In tempo di guerra ci si ritira

dentro maglioni strappati o capotti sdruciti…

se attraversi la città puoi deglutirne gli umori

per scendere fra i suoi ventricoli

sbronzi di solitudine, sfibrati dal dolore...

c’è un margine di parole, un confine

di simboli e luci, disorientate comete

rottami del vivere la civiltà mancata.

Lingue affilate, allenate

a lambire l’orifizio del potere

improvvisano sorrisi per addolcirti

il fiele che ti faranno ingoiare…

ma noi restiamo seduti sulla sponda del vento

dove ogni giorno i paladini della globalità

vomitano la loro furia con notiziari

di pace belligerante, per una guerra affidabile

per una strage remissibile …

L’artiglieria in livrea mangiava fricassea

nell’ospedale da campo l’attruppamento,

marcava lo scontento...

bluse, foulard, paltò, liseuse, plissé,

accanto allo stendardo con martingala e bandoliera,

divorato dal tempo, bivaccava sulla giostra il reggimento…

stoffe, sofà, peluche,

un comò accompagnato dalla sua abat-jour...
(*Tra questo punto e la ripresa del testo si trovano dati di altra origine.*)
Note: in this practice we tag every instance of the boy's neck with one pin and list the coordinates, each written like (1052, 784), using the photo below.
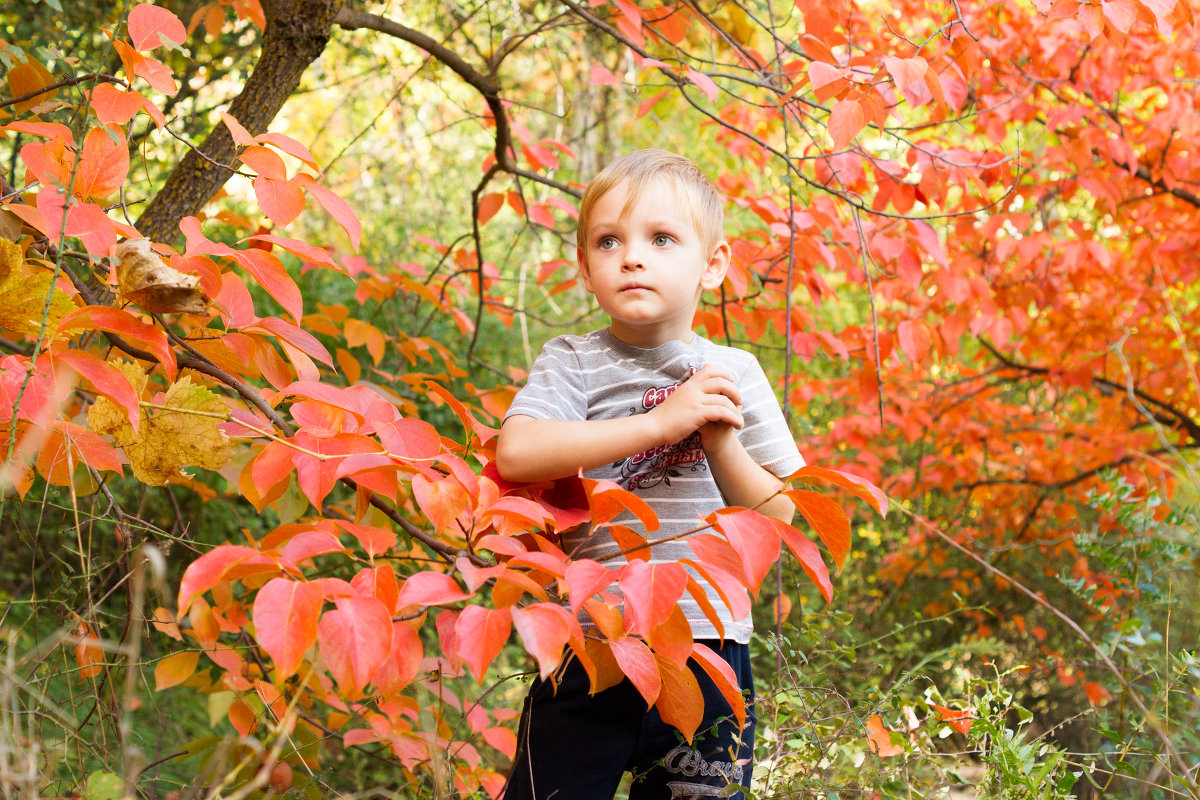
(648, 340)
un filosofo, biografo, filantropo

un tipografo, patriota, dinamitardo

un burocrate, funzionario, galoppino...

un comunista, controrivoluzionario...

un garantista, enfant prodige miliardario

entraineuse in tournée...

limousine con roulotte e chauffeur...

questa  è la piazza del secolo ventunesimo.

La distruzione leva l’ancora e riecheggia

giunge all’assalto dei nostri occhi

per ricucire di croci la nostra voce…

le sue ombre rimbombano prive di musica, traboccanti di lacrime,

dalle macerie guardiamo con occhi di ramarro

la traiettoria della mosca e la trappola del ragno,

…con passo ammaestrato d’elefanti marciano gli eserciti abbaglianti,

saliranno in cattedra con mani d’acciaio

e cuori di vulcano… (vedrete) non tarderanno i roghi dei sogni.